リア恋DASH!
連休の池袋は人が多くて、

まっすぐ歩くのに流されてしまう。


すぐ近くだって甘く見てた

羽鳥の背中が見えなくなった。


聖地とかいって知ったかぶってたって、

本とかでしか知らないし、

池袋には上野の動物園の帰りに親としか来た事ないし、


迷子になったら…


あたしってば、先天的な方向音痴なんだよね。


どうしよう

羽鳥どこ?


「はとりぃっ」


情けないこえで、半泣きになる

けど、大声で呼ぶ勇気もなんくて

ぐいっと引っ張る手を振り返ると、

呆れた顔した羽鳥。


「何泣きそうになってんだよ。

 迷子になってるんじゃねーよ。」


「だって…」


「大体、目の前ハンDOなんだけど?」

「わ。そうだったんだ。

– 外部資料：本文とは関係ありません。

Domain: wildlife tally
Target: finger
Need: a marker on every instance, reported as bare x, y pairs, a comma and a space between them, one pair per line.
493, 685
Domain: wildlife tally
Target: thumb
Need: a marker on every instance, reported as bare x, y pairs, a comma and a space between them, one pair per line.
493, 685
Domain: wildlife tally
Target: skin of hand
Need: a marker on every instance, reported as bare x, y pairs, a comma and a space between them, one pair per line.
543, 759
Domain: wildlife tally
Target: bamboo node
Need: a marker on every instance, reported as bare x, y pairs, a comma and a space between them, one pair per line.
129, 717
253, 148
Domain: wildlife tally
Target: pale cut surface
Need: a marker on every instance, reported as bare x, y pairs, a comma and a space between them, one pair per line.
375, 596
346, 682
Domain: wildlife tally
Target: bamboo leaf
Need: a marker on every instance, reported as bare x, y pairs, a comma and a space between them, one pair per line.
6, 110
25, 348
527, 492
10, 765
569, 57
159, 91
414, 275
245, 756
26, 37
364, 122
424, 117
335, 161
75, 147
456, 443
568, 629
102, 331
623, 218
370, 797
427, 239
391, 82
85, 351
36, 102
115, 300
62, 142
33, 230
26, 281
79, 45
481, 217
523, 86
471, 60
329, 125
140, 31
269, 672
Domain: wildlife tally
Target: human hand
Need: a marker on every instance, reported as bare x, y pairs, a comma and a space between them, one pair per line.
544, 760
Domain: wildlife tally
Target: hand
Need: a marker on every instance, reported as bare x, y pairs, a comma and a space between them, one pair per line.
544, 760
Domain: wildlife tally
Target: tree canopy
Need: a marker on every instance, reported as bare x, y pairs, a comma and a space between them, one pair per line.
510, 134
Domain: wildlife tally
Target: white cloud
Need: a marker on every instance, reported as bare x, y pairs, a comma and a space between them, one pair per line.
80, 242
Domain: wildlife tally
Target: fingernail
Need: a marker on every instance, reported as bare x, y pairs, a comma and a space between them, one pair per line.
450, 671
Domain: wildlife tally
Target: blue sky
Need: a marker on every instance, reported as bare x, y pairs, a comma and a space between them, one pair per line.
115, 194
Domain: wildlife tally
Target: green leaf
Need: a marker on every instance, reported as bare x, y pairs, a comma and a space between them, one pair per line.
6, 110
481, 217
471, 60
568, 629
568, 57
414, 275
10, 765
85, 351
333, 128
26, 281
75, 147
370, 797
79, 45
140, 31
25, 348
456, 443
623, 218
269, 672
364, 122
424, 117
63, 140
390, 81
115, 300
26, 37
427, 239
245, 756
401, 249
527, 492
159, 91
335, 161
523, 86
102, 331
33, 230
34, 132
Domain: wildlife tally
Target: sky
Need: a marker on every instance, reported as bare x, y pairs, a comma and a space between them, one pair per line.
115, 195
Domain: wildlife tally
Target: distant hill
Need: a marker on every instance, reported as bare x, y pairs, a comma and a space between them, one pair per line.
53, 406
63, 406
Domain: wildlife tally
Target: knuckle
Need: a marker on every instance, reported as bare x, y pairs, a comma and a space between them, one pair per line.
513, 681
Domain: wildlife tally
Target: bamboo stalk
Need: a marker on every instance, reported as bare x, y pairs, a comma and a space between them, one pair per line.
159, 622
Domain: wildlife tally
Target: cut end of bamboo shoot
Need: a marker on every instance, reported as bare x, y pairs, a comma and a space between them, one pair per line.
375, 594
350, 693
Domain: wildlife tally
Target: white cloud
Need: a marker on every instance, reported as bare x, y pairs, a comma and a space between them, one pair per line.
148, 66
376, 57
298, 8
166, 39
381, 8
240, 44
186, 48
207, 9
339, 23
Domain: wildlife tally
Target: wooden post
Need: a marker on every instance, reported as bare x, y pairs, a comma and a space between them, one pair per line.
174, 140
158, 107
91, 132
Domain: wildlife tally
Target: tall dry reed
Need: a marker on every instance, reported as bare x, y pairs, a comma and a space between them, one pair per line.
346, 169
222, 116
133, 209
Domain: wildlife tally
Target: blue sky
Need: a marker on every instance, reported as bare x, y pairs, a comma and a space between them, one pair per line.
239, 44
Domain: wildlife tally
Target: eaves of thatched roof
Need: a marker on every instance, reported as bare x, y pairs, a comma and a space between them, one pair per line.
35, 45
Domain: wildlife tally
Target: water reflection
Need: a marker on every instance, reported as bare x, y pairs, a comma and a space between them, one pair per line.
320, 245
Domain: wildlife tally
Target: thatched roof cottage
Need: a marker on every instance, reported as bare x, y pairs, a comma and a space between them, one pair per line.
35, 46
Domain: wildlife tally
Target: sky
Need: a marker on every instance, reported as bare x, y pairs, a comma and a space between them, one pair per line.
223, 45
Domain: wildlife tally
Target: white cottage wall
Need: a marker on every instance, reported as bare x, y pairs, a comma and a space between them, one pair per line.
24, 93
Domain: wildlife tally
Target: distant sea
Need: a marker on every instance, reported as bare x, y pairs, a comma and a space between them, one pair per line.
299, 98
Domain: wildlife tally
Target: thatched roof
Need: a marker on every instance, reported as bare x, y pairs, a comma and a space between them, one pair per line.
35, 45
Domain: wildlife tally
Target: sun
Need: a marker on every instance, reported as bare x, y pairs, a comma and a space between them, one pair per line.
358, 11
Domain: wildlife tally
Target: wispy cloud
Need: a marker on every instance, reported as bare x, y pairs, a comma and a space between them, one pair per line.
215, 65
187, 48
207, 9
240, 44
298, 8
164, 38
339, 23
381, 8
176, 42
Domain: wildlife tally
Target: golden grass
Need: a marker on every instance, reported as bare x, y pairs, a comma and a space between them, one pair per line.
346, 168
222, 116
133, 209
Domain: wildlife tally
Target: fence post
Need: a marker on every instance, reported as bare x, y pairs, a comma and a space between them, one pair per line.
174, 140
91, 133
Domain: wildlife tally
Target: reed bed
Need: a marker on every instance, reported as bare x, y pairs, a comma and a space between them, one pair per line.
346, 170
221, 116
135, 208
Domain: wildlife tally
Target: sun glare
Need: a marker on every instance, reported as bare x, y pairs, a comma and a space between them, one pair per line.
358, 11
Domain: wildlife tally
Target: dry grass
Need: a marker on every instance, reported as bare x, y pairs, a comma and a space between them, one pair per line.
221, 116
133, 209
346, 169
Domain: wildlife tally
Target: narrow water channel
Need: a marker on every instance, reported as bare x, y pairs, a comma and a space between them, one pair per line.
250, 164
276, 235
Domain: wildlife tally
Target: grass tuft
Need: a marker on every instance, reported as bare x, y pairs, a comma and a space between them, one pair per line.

」


呆れた顔しながら、

「ほら」

と手を差し出す。

手を繋げってこと?


「ええと、いいの?」


「しょうがないだろ?

 迷子になられて探すのはもっと大変だ。」


「うん」


あったかい大きな手は、さっきまでの不安を一掃してくれた。


今日ずっと一緒にいるけど、

ずっと助けてもらったり嬉しくさせてくれたり

もう泣きそうっていうか泣いちゃってるんだけど、

ねえ。羽鳥。


あたしやっぱあんたが好きだよ。


あたしは羽鳥の手をキュッと握り締めた。